The authors declare that they have received no specific funding for this study
Evaluation round #1
DOI or URL of the preprint: https://doi.org/10.1101/2023.04.18.537389
Version of the preprint: 1
Author's Reply, 19 Jul 2023
Decision by Nicolas Galtier, posted 22 Jun 2023, validated 23 Jun 2023
This study introduces a novel approach for assessing and treating the problems of contamination and mislabeling in high-throughput genomic data. The idea is to recycle methods developed for species identification based on metagenomic data. The manuscript was reviewed by two colleagues, both of which are very positive - and so am I. A number of relevant suggestions were made, which I think should help improve the manuscript.
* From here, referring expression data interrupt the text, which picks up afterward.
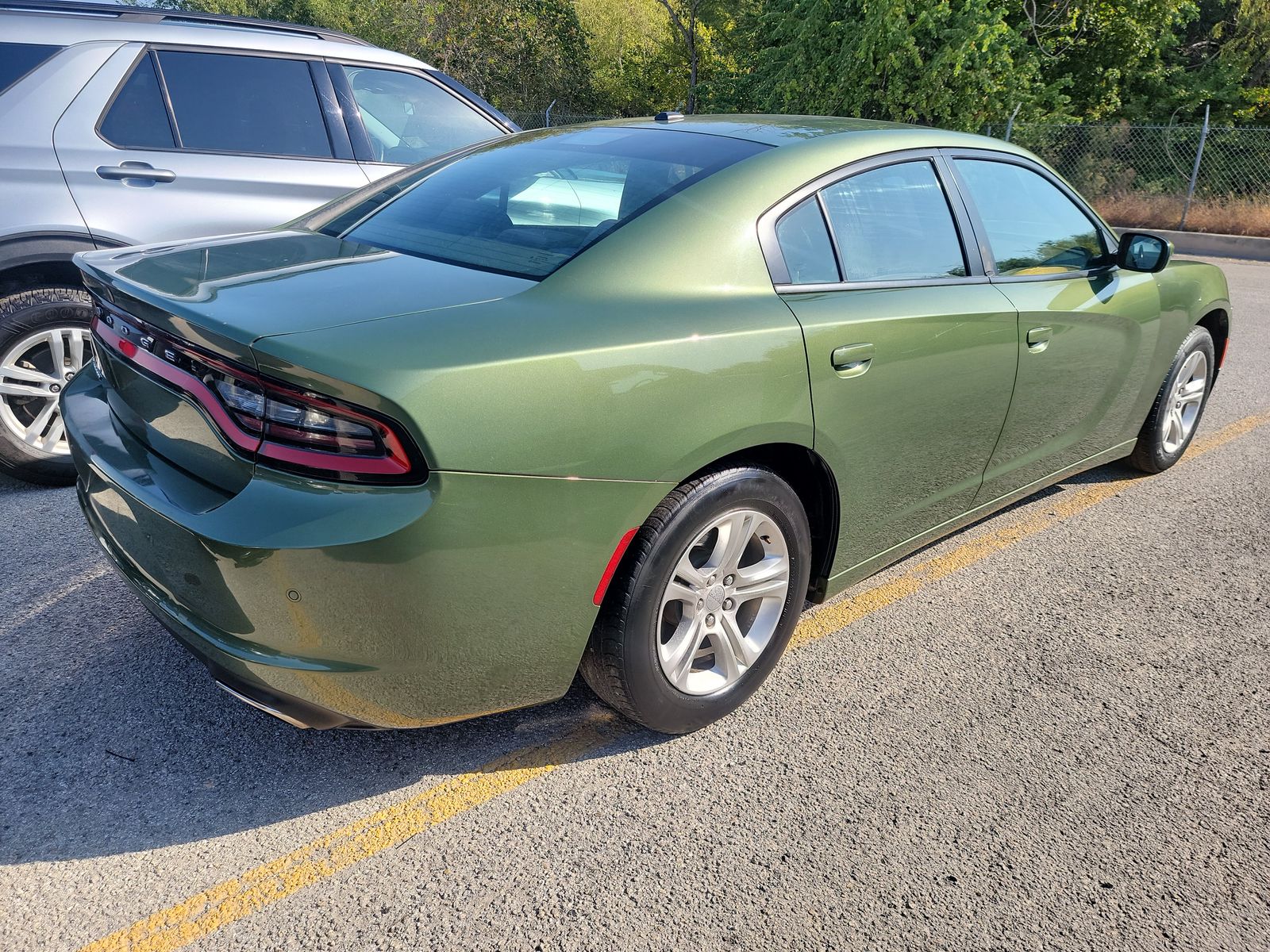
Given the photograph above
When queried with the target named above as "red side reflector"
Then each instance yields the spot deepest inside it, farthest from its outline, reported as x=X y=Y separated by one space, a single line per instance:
x=613 y=565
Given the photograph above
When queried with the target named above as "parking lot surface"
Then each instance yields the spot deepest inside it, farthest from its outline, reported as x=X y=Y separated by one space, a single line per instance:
x=1047 y=731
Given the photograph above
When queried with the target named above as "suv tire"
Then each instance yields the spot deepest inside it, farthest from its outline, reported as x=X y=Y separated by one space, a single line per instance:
x=23 y=319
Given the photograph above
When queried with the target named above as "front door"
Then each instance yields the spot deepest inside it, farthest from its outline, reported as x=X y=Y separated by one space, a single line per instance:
x=912 y=352
x=244 y=146
x=1086 y=330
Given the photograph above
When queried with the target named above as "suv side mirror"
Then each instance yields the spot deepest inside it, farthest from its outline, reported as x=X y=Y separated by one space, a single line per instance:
x=1143 y=251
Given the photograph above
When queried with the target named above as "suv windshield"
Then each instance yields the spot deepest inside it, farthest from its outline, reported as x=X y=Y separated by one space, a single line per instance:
x=529 y=206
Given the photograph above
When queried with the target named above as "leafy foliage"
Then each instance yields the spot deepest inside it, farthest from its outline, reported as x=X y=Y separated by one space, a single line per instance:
x=949 y=63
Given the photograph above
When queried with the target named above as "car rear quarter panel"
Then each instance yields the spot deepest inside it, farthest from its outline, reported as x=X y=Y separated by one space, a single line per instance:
x=1189 y=291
I have an aditional comment, also briefly mentioned by one reviewer. Besides contamination, there might be biological reasons why a given sample contains sequence reads assigned to a different species, namely hybridization and gene flow. How is the newly introduced method expected to behave when reproductive isolation between the analyzed species is incomplete? In particular, is there a risk that the method partially erases the signal of gene flow, if actually present? I think these questions could deserve a specific discussion as gene flow is quite common in nature and the focus of many population genomic studies.
I would be happy to consider a revised version of the manuscript for possible recommendation.